I rarely forget about commits, even if they never play for Michigan. Somehow I had an "oh wow! I remember him" type moment. Whatever happened to Conway?
“True loyalty is that quality of service that grows under adversity and expands in defeat. Any street urchin can shout applause in victory, but it takes character to stand fast in defeat. One is noise — the other, loyalty.”
I thought we were pretty good for SDE at the moment. Heitzman is already in line behind Roh, Godin and Wormley are tweeners sitting more on the End side of their progression to the middle right now, and Strobel seems like a monster in the making. After Roh graduates Black might move outside again too if Pipkins and Henry work out better than any of the freshman ends do.
We're decent at SDE, but we could stand to take one more guy. You don't really want to skip a year at a position like that, because it rotates a lot, and none of the SDEs we have after Roh have seen a college field yet.
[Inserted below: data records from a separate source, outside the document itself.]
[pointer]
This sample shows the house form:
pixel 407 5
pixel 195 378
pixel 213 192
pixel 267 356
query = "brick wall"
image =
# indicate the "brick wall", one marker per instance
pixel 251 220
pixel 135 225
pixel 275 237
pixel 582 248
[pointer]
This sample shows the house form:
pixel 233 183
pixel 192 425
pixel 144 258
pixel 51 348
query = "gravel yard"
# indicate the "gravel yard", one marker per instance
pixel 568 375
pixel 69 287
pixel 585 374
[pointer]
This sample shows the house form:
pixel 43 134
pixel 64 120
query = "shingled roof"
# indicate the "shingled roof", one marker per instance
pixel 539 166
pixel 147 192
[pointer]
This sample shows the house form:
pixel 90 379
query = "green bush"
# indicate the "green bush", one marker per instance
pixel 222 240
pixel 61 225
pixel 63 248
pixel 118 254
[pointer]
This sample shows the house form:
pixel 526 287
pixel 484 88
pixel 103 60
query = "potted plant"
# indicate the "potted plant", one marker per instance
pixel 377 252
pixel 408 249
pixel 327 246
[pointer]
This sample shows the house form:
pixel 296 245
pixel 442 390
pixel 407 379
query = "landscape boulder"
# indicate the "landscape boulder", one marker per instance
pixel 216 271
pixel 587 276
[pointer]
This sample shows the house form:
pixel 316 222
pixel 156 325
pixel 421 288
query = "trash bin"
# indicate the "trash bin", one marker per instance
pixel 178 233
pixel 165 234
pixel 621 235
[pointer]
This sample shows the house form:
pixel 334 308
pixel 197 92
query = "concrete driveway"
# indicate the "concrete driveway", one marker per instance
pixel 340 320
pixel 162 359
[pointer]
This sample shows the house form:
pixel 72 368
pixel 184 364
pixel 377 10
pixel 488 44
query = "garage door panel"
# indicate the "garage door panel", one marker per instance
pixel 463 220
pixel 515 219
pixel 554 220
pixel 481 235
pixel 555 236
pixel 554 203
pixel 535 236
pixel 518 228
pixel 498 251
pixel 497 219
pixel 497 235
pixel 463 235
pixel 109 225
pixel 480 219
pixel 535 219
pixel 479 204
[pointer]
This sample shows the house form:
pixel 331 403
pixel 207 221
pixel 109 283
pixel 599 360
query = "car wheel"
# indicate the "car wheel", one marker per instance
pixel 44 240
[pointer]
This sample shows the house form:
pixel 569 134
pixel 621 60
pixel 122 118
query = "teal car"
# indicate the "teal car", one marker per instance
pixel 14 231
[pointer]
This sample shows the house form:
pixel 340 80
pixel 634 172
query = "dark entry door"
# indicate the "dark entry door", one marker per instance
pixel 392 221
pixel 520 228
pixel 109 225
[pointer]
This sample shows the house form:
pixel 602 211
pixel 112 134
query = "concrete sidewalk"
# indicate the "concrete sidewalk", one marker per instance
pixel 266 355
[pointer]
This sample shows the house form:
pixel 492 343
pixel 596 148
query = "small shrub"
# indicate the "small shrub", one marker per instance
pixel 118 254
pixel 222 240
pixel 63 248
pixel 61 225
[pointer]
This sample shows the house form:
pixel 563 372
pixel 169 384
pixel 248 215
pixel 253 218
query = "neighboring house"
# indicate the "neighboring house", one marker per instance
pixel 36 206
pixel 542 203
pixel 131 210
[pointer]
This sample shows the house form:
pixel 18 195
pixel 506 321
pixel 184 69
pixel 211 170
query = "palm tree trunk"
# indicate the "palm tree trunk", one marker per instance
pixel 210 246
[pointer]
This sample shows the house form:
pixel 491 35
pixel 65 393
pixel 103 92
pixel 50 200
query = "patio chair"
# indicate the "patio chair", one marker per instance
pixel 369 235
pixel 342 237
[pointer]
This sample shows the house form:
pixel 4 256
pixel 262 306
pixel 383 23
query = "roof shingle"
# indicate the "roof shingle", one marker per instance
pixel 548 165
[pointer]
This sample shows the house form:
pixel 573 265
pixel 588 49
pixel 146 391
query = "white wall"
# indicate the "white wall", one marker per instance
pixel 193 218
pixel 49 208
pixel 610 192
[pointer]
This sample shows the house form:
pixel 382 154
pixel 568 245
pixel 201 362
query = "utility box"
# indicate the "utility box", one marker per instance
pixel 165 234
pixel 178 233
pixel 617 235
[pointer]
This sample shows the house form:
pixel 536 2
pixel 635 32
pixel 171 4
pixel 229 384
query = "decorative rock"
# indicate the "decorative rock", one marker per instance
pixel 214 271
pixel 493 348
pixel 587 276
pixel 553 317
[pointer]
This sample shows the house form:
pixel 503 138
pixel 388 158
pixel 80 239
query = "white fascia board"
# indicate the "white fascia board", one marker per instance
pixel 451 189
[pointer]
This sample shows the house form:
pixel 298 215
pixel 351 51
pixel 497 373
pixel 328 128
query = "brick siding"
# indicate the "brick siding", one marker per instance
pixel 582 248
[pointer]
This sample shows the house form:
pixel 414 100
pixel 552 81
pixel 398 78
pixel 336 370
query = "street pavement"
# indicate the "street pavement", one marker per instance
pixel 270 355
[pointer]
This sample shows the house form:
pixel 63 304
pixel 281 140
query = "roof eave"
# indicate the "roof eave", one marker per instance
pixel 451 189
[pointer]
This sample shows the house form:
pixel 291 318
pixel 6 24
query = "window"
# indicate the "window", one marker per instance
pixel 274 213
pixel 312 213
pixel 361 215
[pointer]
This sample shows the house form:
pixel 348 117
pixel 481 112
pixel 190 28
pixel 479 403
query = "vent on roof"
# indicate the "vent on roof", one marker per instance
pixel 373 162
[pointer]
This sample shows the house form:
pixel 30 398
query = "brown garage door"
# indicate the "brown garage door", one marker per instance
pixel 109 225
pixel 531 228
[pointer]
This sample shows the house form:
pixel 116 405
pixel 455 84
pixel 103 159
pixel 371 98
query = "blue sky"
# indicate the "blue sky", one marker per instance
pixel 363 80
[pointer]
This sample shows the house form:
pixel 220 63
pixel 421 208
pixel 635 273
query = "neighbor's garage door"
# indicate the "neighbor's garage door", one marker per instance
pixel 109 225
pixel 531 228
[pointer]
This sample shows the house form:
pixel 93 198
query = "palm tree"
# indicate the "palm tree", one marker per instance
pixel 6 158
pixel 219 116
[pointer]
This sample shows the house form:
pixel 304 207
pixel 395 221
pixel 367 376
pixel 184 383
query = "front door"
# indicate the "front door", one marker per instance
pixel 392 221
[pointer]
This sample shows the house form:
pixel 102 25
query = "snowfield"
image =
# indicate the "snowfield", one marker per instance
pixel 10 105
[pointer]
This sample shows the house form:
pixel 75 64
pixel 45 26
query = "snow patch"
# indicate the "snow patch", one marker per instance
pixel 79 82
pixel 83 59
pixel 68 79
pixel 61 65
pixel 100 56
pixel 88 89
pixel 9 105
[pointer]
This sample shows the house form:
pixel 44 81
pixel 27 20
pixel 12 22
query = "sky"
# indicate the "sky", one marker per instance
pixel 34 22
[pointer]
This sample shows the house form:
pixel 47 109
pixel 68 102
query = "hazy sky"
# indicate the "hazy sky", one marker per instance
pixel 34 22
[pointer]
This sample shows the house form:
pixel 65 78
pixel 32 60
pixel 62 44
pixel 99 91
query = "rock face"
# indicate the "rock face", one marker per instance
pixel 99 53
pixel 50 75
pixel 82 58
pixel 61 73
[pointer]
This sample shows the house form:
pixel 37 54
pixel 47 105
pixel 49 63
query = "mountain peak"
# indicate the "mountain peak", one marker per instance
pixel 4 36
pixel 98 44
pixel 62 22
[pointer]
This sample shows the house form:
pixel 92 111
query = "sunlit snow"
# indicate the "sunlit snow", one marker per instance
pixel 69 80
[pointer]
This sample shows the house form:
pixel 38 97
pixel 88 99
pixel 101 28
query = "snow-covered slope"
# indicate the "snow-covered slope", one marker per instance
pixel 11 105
Definitely this. Even though Michigan filled in a lot on the D-line last year, the depth above the freshmen is pretty lacking (LINK), and by bringing in a player in the '13 class Michigan can potentially spread some depth across three graduating classes ('12 guys who don't redshirt, '12 guys who redshirt, '13 recruit presumably redshirting). On either line, having extra bodies is always a plus.